Archive for » October 13th, 2017«

Essential cleaning tips for the 7 most popular cookware materials

  • (Frederick + Frederick Architects/Houzz)

  • (Cynthia Lynn Photography/Houzz)

  • (The Last Inch/Houzz)

Pots and pans sure look gleaming and gorgeous coming out of the box, but after years of spaghetti dinners, roast chickens and holiday feasts, a well-used cookware arsenal is bound to show its age. Make your sauté pans, stockpots and skillets worthy of the hanging pot rack once again with a little elbow grease and a couple of easy-to-find, mild cleaning products (including ketchup, of all things) — and learn how keep the glow once you’ve got it back.

Below you’ll find daily care and stain removal tips for cookware made of stainless steel, copper, enameled cast iron and more.

Good practices for all cookware. No matter the type of cookware, it is best to wash it as soon as possible after cooking (cleaning as you go is ideal), and use the least abrasive cleaning method you can. Washing by hand is always preferable, even for pots and pans that claim to be dishwasher safe.
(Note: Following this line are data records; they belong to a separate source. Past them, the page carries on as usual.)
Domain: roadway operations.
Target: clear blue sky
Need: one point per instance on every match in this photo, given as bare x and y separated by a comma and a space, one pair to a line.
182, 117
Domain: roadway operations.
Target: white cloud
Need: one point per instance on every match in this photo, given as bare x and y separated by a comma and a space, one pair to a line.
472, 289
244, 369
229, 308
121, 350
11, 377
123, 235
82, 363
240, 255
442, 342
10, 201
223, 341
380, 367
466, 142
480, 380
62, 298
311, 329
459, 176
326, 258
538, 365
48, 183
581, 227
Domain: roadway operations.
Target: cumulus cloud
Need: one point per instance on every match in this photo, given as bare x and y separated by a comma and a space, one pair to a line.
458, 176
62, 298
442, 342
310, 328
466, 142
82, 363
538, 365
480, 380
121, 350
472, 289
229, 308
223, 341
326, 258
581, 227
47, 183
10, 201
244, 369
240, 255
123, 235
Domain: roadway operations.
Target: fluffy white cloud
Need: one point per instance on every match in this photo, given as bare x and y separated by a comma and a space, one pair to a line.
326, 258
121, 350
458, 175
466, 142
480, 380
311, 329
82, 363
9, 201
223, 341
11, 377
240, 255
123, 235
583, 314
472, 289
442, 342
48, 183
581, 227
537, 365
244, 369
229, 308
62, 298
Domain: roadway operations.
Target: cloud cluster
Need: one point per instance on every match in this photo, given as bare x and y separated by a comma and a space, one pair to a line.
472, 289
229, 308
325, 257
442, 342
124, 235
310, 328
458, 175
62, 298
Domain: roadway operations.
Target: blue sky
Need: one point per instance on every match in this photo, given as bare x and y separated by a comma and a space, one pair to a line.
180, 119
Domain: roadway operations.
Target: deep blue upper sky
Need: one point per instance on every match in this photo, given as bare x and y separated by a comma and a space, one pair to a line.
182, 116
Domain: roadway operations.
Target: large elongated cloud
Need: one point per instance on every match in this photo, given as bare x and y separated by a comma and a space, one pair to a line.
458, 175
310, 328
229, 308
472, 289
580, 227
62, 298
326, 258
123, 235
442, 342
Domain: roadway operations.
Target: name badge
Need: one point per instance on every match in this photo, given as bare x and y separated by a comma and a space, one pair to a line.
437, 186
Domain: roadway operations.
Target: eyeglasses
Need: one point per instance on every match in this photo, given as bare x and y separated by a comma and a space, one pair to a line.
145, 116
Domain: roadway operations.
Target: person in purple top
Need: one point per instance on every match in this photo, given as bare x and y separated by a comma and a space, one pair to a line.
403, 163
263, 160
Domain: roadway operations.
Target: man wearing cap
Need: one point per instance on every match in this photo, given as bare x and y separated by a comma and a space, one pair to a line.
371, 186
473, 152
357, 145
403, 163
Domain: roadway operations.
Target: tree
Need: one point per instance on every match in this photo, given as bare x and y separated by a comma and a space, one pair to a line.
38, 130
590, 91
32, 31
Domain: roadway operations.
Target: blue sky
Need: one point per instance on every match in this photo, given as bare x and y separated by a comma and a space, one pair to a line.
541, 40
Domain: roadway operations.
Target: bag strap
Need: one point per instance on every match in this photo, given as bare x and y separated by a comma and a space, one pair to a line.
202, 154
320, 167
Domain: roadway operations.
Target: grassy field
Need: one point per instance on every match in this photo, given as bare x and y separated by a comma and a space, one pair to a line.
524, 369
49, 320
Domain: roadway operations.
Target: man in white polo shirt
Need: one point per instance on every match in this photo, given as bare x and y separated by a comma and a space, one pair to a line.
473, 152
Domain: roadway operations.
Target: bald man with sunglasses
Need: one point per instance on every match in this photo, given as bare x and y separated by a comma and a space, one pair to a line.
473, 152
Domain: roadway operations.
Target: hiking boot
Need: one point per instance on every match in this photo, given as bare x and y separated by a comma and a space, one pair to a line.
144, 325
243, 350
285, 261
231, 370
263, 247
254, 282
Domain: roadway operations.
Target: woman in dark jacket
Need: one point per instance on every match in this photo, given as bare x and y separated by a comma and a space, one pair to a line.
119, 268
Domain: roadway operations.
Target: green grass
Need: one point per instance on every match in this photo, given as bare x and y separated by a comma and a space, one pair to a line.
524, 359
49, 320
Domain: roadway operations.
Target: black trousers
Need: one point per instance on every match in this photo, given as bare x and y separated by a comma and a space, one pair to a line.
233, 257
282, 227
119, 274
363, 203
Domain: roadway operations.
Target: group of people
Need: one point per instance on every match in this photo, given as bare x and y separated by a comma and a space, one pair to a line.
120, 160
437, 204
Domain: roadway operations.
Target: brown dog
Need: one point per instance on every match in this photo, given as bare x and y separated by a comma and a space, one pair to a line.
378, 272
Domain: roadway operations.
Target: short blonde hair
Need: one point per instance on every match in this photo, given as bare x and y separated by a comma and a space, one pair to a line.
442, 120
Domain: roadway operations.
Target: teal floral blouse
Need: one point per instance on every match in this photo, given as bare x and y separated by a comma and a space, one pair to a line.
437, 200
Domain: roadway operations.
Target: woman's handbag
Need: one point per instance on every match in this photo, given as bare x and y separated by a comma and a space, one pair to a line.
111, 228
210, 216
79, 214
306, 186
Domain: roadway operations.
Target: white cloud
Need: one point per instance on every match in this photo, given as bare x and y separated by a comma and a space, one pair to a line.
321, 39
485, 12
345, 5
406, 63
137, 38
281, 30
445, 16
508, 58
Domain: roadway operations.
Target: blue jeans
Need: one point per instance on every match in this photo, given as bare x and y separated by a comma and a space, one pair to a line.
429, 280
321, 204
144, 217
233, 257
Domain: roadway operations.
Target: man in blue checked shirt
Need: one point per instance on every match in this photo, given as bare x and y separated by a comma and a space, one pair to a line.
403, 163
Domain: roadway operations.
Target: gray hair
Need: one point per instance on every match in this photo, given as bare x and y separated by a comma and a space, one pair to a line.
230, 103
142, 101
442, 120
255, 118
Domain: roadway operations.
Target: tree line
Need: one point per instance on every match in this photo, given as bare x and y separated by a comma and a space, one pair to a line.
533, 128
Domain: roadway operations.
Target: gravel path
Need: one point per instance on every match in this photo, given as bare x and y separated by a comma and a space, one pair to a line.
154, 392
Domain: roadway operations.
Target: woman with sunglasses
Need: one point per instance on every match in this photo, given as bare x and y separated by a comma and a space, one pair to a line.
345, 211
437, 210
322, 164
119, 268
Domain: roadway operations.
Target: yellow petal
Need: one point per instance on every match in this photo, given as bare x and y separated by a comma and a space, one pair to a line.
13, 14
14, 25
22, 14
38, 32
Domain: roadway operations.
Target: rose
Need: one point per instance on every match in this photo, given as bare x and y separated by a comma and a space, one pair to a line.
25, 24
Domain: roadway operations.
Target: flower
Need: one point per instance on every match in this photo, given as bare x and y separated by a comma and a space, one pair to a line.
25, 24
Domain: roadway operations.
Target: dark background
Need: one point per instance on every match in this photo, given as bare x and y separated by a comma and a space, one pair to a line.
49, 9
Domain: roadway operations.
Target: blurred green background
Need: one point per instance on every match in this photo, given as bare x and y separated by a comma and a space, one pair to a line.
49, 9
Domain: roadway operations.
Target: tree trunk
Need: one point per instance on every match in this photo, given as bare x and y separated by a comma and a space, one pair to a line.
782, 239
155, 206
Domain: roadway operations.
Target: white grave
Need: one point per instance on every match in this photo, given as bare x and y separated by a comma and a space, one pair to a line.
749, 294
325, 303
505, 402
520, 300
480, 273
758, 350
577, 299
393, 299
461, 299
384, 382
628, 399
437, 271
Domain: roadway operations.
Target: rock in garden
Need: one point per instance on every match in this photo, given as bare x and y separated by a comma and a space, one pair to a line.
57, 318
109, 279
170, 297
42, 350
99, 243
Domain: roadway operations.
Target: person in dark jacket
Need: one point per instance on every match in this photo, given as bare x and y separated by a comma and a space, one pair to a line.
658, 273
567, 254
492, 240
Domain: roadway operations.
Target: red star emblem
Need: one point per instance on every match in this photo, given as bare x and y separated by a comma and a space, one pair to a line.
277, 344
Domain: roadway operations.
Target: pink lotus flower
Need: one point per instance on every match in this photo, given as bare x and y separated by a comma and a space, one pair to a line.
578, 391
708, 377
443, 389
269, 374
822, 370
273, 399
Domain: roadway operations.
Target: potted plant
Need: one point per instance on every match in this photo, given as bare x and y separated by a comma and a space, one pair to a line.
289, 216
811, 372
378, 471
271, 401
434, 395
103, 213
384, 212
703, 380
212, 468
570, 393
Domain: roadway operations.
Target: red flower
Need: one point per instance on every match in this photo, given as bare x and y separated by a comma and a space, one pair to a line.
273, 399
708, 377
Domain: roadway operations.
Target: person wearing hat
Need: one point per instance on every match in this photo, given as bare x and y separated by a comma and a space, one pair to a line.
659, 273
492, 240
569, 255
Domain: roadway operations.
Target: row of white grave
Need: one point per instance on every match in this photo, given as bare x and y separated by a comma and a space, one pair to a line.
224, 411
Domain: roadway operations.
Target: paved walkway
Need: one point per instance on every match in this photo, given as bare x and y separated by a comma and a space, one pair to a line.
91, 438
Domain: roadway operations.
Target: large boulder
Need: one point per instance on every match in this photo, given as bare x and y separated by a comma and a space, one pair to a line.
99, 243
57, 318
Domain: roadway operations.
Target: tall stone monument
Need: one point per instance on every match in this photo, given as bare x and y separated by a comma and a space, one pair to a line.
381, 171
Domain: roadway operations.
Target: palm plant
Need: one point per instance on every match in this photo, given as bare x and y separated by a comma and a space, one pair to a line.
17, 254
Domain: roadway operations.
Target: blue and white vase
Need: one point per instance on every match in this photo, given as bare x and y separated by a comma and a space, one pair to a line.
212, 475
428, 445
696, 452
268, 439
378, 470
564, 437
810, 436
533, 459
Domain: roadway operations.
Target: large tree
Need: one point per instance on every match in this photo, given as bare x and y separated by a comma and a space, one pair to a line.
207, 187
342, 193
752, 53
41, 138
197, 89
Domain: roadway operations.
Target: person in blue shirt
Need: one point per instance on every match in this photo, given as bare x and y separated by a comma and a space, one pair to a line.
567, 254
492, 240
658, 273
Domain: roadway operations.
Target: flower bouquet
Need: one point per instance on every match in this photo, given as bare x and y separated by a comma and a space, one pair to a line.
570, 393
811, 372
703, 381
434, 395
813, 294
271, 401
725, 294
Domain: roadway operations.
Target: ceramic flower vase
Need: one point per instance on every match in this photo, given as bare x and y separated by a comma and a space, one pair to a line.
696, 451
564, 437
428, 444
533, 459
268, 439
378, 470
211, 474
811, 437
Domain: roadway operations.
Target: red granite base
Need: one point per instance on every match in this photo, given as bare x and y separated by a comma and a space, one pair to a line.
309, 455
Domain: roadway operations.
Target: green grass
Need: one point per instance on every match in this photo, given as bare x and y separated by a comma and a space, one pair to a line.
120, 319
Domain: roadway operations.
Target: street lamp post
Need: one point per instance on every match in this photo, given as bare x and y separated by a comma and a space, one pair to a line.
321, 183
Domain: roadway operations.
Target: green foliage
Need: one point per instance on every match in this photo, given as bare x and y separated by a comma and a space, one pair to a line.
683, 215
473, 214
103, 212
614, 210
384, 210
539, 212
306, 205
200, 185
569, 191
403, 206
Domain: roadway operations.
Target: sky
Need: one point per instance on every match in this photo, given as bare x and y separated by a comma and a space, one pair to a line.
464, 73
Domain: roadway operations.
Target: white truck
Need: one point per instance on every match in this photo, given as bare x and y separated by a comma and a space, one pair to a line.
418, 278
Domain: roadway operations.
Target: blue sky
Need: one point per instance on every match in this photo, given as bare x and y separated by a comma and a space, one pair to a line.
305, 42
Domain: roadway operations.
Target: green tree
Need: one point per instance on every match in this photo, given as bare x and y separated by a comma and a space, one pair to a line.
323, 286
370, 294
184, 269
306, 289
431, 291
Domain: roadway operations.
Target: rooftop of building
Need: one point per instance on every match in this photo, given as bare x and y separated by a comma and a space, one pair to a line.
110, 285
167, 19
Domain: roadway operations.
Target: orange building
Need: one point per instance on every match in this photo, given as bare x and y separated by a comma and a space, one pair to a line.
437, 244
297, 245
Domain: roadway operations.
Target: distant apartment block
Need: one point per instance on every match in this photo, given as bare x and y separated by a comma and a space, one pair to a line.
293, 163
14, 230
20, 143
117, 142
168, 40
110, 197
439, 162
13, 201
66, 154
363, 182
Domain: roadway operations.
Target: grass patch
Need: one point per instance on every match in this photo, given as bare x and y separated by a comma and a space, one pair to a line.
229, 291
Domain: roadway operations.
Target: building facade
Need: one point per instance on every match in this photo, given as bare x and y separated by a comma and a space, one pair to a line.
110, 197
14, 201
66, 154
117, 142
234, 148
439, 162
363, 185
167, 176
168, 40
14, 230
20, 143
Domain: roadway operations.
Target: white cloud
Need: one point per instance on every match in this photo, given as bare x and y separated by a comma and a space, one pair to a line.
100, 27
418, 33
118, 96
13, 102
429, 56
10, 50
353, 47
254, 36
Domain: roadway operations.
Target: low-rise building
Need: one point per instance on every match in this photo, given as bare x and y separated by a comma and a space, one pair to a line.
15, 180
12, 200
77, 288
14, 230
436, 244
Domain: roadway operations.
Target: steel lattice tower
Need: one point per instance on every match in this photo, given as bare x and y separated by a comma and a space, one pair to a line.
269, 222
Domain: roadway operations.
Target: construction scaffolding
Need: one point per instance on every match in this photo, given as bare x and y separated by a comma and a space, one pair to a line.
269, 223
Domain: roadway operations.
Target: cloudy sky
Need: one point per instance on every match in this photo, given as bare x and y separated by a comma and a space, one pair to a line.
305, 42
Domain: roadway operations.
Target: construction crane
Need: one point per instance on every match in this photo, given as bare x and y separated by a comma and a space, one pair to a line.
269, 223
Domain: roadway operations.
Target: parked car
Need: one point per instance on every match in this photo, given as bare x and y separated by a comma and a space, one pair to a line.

Washing by hand will prevent the scratches and discoloration that can happen in a dishwasher over time.

The tips and techniques that follow are good general guidelines, but you may also want to check the manufacturer’s suggestions. If your cookware is under warranty, using the wrong cleaning product can void your agreement, so it pays to do your homework.

Stainless Steel

Everyday care: Ideally, wash your stainless steel pots and pans by hand soon after use, using regular dish soap. That said, stainless steel pans are one of the few types that can handle a trip through the dishwasher — so if you are in a rush, don’t worry about tossing it in with the dishes. Regular cleaning in the dishwasher may create spots or a cloudy surface.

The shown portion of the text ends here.